Thermophysical Properties of Manganin (Cu86Mn12Ni2) in the Solid and Liquid State

Abstract

Manganin is the trademark name of the alloy Cu86Mn12Ni2. Despite its frequent usage in manufacturing processes, literature data are scarce particularly at higher temperatures. This work presents a set of thermophysical data of this alloy in a temperature range above its classic area of application up to the end of its liquid phase. For investigating the alloy, four examination setups were employed. Using differential thermal analysis, solidus and liquidus temperatures were obtained. In the solid phase, the electrical resistivity as a function of temperature was determined by a four-point probe positioned in a furnace.
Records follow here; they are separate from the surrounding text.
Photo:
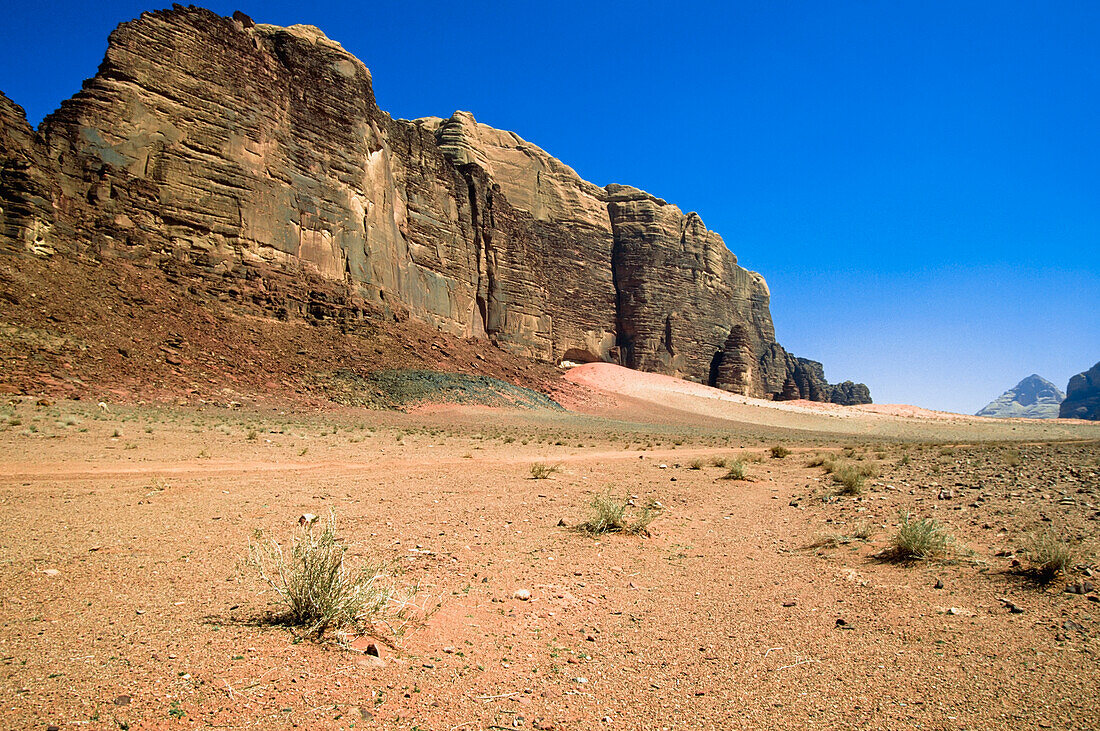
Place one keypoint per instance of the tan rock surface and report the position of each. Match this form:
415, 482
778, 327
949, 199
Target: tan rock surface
253, 151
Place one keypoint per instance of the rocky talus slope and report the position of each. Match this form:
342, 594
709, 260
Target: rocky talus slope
1082, 396
255, 158
1032, 398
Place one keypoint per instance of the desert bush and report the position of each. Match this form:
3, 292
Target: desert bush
736, 471
316, 586
1048, 555
541, 471
920, 539
609, 514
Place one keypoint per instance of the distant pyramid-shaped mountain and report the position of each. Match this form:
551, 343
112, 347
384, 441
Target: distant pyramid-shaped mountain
1032, 398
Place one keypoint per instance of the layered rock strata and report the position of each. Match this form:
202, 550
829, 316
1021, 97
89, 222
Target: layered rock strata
249, 150
1082, 396
1032, 398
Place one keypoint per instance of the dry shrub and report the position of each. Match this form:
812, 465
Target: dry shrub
540, 471
317, 587
736, 471
609, 514
920, 539
1048, 555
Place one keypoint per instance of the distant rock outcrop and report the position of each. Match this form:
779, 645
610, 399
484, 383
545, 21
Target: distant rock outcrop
244, 150
1082, 396
1032, 398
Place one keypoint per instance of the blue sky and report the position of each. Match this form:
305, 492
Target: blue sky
919, 181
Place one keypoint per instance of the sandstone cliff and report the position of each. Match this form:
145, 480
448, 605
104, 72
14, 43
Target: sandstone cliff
1032, 398
1082, 396
252, 152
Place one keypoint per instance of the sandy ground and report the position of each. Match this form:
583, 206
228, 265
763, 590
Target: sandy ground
125, 600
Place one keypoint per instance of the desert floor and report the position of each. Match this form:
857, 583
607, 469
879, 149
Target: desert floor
127, 599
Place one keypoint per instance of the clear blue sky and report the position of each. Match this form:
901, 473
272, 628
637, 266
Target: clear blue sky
917, 180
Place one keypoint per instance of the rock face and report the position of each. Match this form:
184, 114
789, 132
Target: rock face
1082, 396
1032, 398
248, 150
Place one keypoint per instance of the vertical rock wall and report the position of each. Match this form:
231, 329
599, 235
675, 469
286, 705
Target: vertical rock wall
238, 145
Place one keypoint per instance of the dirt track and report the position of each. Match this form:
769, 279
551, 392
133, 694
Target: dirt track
123, 577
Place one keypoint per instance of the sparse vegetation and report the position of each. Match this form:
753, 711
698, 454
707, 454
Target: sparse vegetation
316, 586
920, 539
542, 471
1048, 555
609, 514
736, 471
849, 478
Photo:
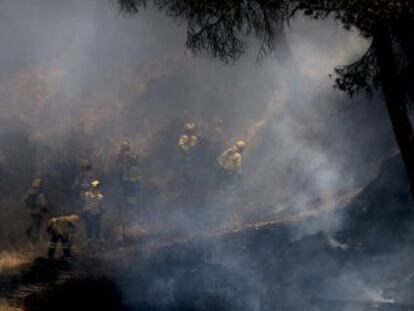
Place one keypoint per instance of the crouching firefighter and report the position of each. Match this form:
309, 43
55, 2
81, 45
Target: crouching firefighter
92, 212
230, 163
62, 229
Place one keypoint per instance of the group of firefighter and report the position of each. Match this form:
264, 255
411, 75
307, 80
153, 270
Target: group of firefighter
89, 197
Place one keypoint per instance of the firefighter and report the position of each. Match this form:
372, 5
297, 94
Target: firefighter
131, 180
82, 181
92, 211
187, 144
36, 203
62, 229
230, 162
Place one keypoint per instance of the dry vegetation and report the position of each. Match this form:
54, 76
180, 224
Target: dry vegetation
12, 260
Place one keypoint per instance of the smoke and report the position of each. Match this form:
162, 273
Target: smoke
76, 78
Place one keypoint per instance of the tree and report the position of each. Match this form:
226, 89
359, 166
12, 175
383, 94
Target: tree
220, 28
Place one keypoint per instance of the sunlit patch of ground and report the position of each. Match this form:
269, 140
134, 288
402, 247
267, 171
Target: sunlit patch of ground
12, 260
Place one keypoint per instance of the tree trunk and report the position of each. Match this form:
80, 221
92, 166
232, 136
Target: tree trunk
395, 98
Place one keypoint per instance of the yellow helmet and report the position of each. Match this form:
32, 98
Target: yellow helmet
125, 145
37, 183
85, 163
189, 126
217, 120
95, 184
134, 158
73, 218
241, 144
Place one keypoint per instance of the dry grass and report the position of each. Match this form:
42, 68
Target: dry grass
7, 307
12, 260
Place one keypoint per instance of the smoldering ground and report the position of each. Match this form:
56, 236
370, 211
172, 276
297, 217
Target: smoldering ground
76, 78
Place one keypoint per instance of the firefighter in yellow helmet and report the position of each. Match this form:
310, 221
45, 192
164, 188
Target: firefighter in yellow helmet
36, 204
62, 229
187, 145
92, 211
230, 162
131, 180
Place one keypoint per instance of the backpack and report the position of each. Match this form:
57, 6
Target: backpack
31, 200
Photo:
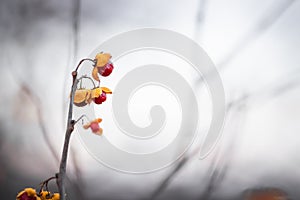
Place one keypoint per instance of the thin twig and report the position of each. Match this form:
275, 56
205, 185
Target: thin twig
70, 127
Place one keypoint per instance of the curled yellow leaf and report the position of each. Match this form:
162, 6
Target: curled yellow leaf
106, 90
95, 74
96, 92
88, 98
80, 95
102, 59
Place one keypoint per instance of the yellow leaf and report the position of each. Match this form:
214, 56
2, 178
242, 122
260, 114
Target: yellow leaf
99, 132
55, 196
96, 92
95, 74
81, 97
106, 90
102, 59
88, 98
86, 126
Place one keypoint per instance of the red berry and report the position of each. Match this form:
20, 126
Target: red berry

Thermal expansion was measured with a high-resolution two-beam laser dilatometer based on Michelson-interferometry and thereby density was calculated. The liquid state was investigated using a $$\upmu $$ s-ohmic-pulse-heating setup. Wire-shaped specimens were resistively volume heated as part of an electrical discharge circuit. Measured quantities were the current through the specimen, the voltage drop along the specimen, the surface radiance by a pyrometer, and the thermal expansion with an adapted CCD camera system. On the basis of these measurements, temperature-dependent thermophysical properties of enthalpy, isobaric heat capacity, electrical resistivity, and density are obtained. Additionally the thermal conductivity and thermal diffusivity are estimated in the high-temperature range applying the Wiedemann–Franz law.